ELLA-KITCHEN-ORGANIC

Ella’s Kitchen has grown sales and underlying profitability in its first full year under US ownership, but an exceptional charge of £4.3m pushed the babyfood brand into the red for the first time since it started publishing full accounts in 2009.

The one-off cost stemmed from the write-off of a loan between the UK company and US cousin Ella’s Kitchen Inc, which was formed following the sale to Hain Celestial in May 2013.

It led to operating and pre-tax losses of £1.5m for the year to 30 June 2014, compared with profits of £3.2m in the previous 12 months, according to the newly filed accounts.

Without the one-off charge, Ella’s would have booked increased bottom-line profit of almost £6m, as sales rose 13% to £46.4m - with the UK contributing a 14% increase to £36.2m and international business bringing in 10% more revenue, of £10.1m. The brand increased its market share in the UK wet babyfood sector from 23% to 26% in the period.

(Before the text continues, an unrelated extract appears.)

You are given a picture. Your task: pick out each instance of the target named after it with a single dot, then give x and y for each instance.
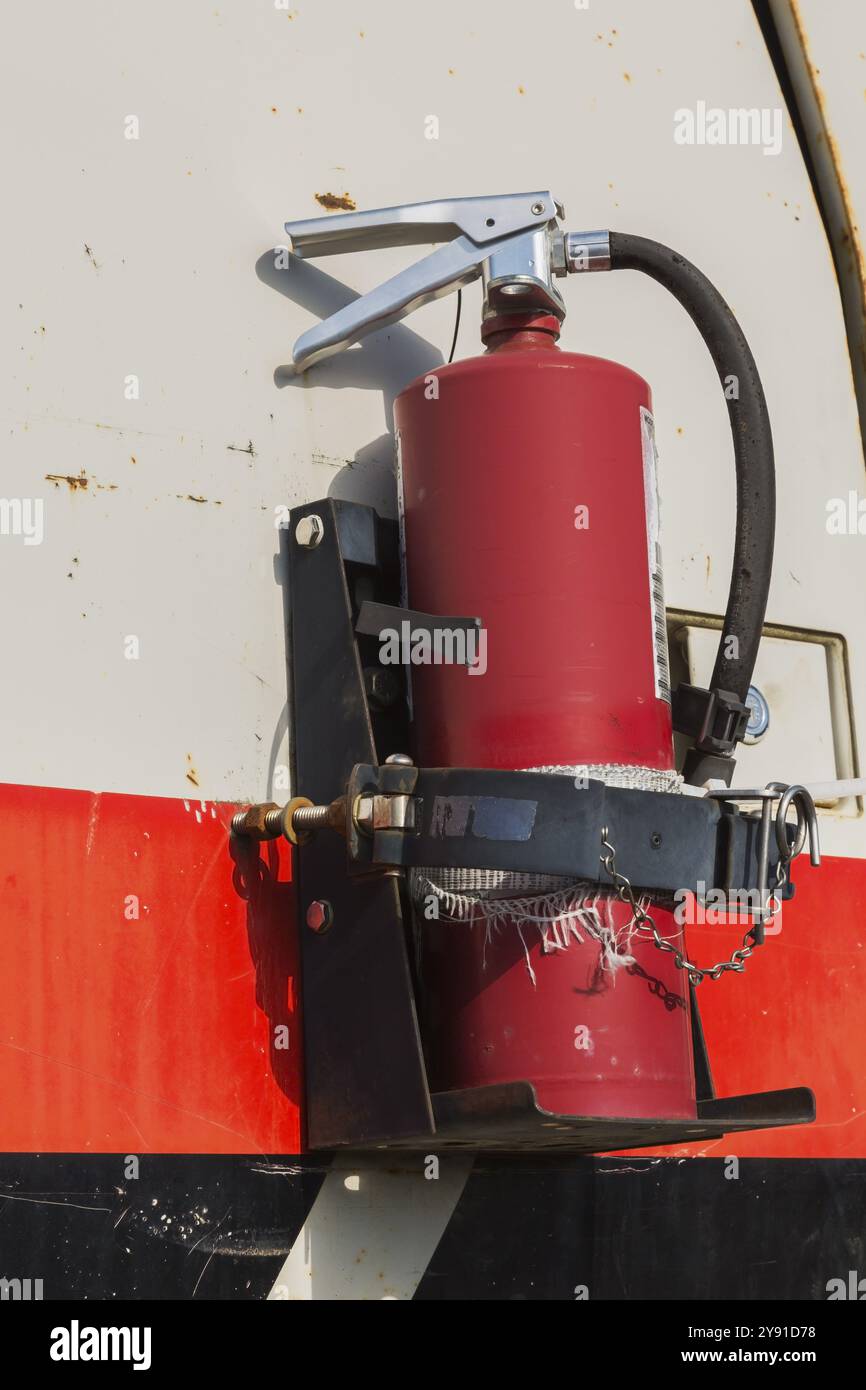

Despite the overall loss, Ella’s Kitchen still paid £630k tax in the UK, with corporation tax of £540k, because of intercompany debt restructuring of almost £1m. In 2012-13, when it made a profit, the company benefited from a tax credit of £717k as a result of adjustments related to share options.

Ella’s said top-line growth had been achieved through distribution gains and NPD, including ambient tray meals for the over 12-month age group. Overseas expansion came thanks to a launch into the Benelux countries, but was held back by losses in Australia caused by logistical and marketing issues.

“I am delighted with our brands performance and our consumers clearly agree as we became the biggest baby food brand in the UK,” Mark Cuddigan, managing director Ella’s Kitchen Europe, told The Grocer.

“Ella’s Kitchen’s mission is to improve children’s lives through developing healthy relationships with food and with the fantastically talented team we continue to innovate and disrupt in the category, which has plenty of room for growth.”